[whatwg] Augmenting HTML parser to recognize new elements

Wed Jan 18 14:00:30 PST 2012

On Wed, Jan 18, 2012 at 1:55 PM, Dimitri Glazkov <dglazkov at chromium.org> wrote:
> On Wed, Jan 18, 2012 at 1:47 PM, Adam Barth <w3c at adambarth.com> wrote:
>> On Wed, Jan 18, 2012 at 1:29 PM, Dimitri Glazkov <dglazkov at chromium.org> wrote:
>>> On Wed, Jan 18, 2012 at 1:14 PM, Dimitri Glazkov <dglazkov at chromium.org> wrote:
>>>> Ah, that's a good question. This also must be specified. It should
>>>> depend on the parent of the <content> element. If the parent is shadow
>>>> root or <table>, then it should make <tr> the child of <content>.
>>>> Otherwise, it should use foster parenting as usual.
>>>
>>> Oops, not "foster parenting", but "ignore" as you mentioned. Still
>>> getting through the details of the parsing spec.
>>
>> There's also some subtly w.r.t. the pending character tokens.
>>
>> More generally, I think we'd all be much more sane if the HTML parsing
>> algorithm was specified in the HTML living standard rather than
>> modified ad-hoc in a number of different documents.
>
> That makes sense, but how will we handle the fact that the elements in
> the algorithm aren't part of the HTML specification?
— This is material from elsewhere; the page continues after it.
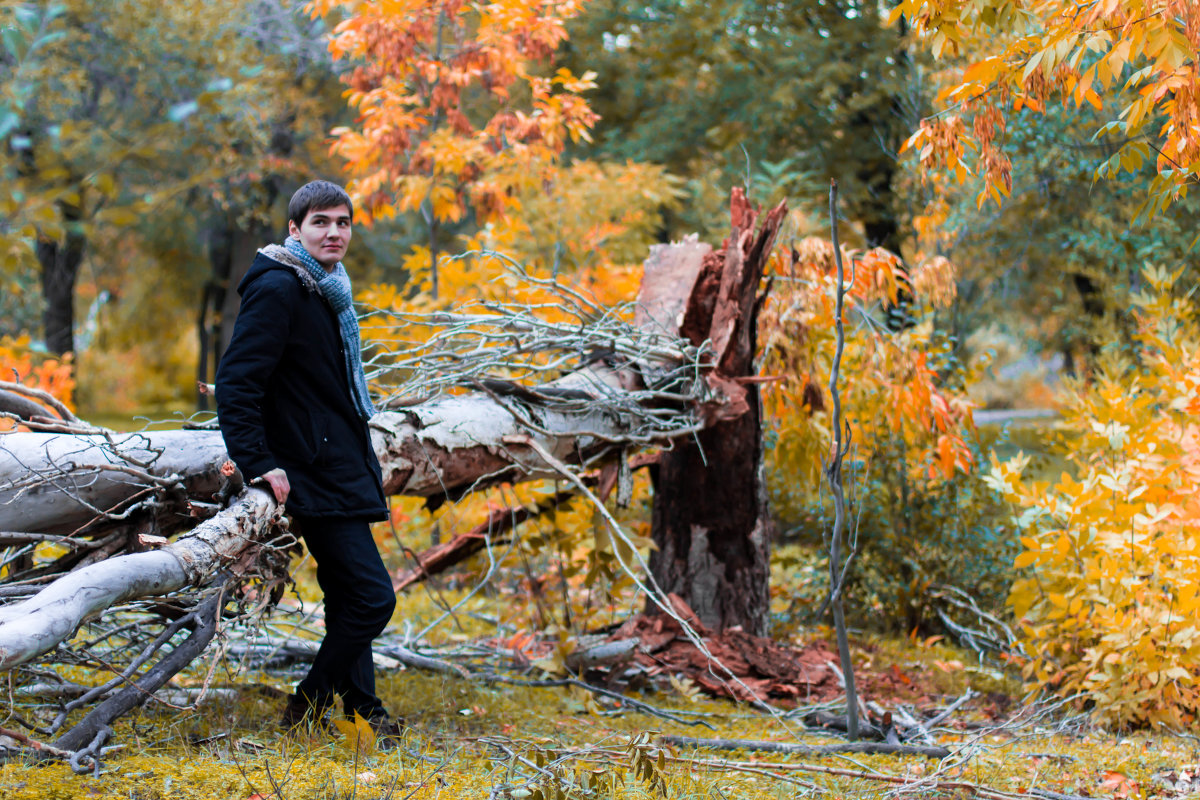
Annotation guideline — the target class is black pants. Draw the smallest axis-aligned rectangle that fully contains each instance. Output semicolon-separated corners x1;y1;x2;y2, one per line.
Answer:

Through the magic of legacy support, that's already the case today!
(I'm looking at you <xmp>.)

The parsing algorithm just says how to construct a DOM.  You can have
all sorts of crazy futuristic/obsolete elements in the DOM.

Adam

>>>> On Wed, Jan 18, 2012 at 10:58 AM, Ryosuke Niwa <rniwa at webkit.org> wrote:
>>>>> What if content wrapped elements ignored by the parser. e.g.
>>>>> <content><tr>hi</tr></content>
>>>>>
>>>>> What should the content element include in that case?
>>>>>
>>>>> - Ryosuke
>>>>>
>>>>> On Jan 18, 2012 10:19 AM, "Dimitri Glazkov" <dglazkov at chromium.org> wrote:
>>>>>>
>>>>>> 'sup, Whatwg!
>>>>>>
>>>>>> The new HTML elements in the shadow DOM spec
>>>>>> (http://dvcs.w3.org/hg/webcomponents/raw-file/tip/spec/shadow/index.html)
>>>>>> and the nascent HTML templates spec (see it all explained here:
>>>>>> http://dvcs.w3.org/hg/webcomponents/raw-file/tip/explainer/index.html)
>>>>>> require tweaking of the HTML parsing behavior -- mostly the tree
>>>>>> construction bits.
>>>>>>
>>>>>> A typical example would be specifying an insertion point (that's
>>>>>> <content> element) as child of a <table>:
>>>>>>
>>>>>> <table>
>>>>>>    <content>
>>>>>>        <tr>
>>>>>>            ...
>>>>>>        </tr>
>>>>>>    </content>
>>>>>> </table>
>>>>>>
>>>>>> Both <shadow> and <template> elements have similar use cases.
>>>>>>
>>>>>> What would be the sane way to document such changes to the HTML parser
>>>>>> behavior? A list of modifications to tree construction modes in each
>>>>>> respective spec? Some "generic insertion point element" clause in the
>>>>>> HTML spec? Give me ideas.
>>>>>>
>>>>>> Also -- what are the side effects of such a change? Surely, there's
>>>>>> something I am not thinking of.
>>>>>>
>>>>>> :DG<